Perhaps that’s being harsh, but does the hardened security-watcher need reminding that signature-based anti-malware scanning has its problems?
The concept is provocative and slightly unfair. Take a number of virus samples (Netsky, Bagel, Sasser, Zlob, Welchia, and Virut, and the archaeological DOS virus Stoned), and modify them as quickly as possible, one at a time, to circumvent five leading AV engines, minus Symantec for some unknown reason. Three well-known Windows exploits were also thrown into the mix for good measure.

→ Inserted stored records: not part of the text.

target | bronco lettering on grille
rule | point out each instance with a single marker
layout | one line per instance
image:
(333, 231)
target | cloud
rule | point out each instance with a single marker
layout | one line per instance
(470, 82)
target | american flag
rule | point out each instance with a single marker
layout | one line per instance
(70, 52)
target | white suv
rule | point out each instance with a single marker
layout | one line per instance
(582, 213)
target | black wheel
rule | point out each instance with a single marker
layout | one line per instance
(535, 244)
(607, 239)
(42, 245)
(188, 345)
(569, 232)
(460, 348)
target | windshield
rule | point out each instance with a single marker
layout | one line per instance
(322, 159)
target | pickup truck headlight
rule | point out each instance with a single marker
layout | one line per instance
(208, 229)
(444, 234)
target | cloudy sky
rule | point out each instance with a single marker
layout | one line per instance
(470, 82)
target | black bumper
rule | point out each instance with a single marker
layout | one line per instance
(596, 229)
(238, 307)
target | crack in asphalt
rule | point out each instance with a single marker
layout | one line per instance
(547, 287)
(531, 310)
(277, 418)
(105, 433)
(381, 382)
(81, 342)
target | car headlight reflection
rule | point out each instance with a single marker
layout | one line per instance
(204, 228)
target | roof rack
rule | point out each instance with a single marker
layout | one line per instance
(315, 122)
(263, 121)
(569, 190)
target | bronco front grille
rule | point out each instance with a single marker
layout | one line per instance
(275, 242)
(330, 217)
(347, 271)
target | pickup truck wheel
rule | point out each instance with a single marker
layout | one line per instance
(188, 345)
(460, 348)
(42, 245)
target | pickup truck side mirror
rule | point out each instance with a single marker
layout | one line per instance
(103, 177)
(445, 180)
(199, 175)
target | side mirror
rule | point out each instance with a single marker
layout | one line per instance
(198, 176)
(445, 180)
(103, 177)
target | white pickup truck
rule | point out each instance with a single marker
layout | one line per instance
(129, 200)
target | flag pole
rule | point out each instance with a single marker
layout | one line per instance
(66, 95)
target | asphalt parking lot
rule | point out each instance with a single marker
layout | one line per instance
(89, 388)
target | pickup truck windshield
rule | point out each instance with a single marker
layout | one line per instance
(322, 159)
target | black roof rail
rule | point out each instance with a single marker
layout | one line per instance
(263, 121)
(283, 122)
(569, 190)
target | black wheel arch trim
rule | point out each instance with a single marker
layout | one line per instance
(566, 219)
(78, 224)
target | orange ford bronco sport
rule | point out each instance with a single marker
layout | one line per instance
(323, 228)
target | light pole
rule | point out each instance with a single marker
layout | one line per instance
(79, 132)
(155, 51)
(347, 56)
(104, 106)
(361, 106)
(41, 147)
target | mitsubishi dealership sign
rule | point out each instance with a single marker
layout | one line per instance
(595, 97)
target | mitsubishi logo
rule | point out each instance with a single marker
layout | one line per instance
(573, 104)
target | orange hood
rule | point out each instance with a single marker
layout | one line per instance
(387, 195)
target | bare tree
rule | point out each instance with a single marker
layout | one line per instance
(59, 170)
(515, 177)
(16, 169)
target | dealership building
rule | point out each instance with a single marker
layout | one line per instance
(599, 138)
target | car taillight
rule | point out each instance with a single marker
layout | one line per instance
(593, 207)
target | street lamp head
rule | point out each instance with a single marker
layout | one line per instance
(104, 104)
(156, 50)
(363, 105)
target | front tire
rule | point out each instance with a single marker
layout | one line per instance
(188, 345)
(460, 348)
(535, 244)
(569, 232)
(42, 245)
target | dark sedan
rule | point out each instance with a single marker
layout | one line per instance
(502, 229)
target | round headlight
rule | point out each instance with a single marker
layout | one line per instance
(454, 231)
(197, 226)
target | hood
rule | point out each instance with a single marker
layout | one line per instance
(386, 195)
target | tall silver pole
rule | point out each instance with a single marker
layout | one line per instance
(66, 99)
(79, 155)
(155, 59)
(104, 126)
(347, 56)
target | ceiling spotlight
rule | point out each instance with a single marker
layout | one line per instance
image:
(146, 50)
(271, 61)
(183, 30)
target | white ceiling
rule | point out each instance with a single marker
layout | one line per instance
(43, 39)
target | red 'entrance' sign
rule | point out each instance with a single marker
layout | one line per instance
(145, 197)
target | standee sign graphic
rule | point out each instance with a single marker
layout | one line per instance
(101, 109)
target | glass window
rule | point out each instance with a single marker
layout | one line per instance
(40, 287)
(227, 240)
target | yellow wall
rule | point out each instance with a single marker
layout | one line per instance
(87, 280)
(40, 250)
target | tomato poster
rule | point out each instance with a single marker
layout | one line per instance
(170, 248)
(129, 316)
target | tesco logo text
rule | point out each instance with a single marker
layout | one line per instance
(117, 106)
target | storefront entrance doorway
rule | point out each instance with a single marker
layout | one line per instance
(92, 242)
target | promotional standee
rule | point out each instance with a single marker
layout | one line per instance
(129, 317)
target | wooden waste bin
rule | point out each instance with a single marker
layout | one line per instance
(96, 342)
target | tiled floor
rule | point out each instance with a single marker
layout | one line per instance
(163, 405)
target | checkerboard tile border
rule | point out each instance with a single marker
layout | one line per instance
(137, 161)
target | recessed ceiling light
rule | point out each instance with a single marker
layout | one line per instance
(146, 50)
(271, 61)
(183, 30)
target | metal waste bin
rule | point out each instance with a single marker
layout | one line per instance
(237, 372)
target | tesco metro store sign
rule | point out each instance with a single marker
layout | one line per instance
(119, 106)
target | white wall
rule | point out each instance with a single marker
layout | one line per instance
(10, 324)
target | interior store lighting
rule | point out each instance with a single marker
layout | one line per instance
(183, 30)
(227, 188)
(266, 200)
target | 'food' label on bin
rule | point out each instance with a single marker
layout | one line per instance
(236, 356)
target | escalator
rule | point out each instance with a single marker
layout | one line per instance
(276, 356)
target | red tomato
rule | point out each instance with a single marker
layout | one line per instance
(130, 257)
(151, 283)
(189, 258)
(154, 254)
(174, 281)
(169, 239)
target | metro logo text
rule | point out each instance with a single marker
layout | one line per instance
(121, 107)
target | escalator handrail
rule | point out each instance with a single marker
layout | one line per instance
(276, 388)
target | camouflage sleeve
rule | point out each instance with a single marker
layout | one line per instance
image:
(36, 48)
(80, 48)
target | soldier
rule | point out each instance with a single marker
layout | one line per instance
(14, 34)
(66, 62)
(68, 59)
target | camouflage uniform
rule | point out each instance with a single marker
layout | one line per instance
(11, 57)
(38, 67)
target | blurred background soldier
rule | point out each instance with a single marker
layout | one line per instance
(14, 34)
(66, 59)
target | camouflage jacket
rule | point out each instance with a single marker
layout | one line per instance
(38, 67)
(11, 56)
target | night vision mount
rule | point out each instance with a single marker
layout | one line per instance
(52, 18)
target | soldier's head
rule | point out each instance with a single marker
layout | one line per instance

One team reportedly managed the feat in only five hours, from managing to alter the signature of the malware to actually sneaking it past the AVs. The point is well made: even old malware can get on a contemporary PC is if it has not been profiled.
Full details of the AV scanners used is a matter of conjecture, but most AV respectable programmes have behavioural elements to their makeup, so it’s not clear whether, having sneaked on to a PC, these show malware samples could then do much. But we do know that a real zero day and a bit of rootkit thrown in would give a malware writer a clear run. Point made.
That anti-malware scanning is fraught with limitations is only part of the problem. End users could also point out the considerable performance hit their PCs take from regular programme updates, security fixes and signature and rule overhauls. And that’s before factoring in the time wasted scanning system and trying to understand the confusing barrage of messages thrown up by security programs when they encounter something that might be malicious. And for all of this, they get a surprisingly large bill at the end of each month on their plastic.
Whitelisting anyone? Now try using a browser with that model. The world is as ingenious, sometimes nastily, as it is imperfect, and that’s how it will always be.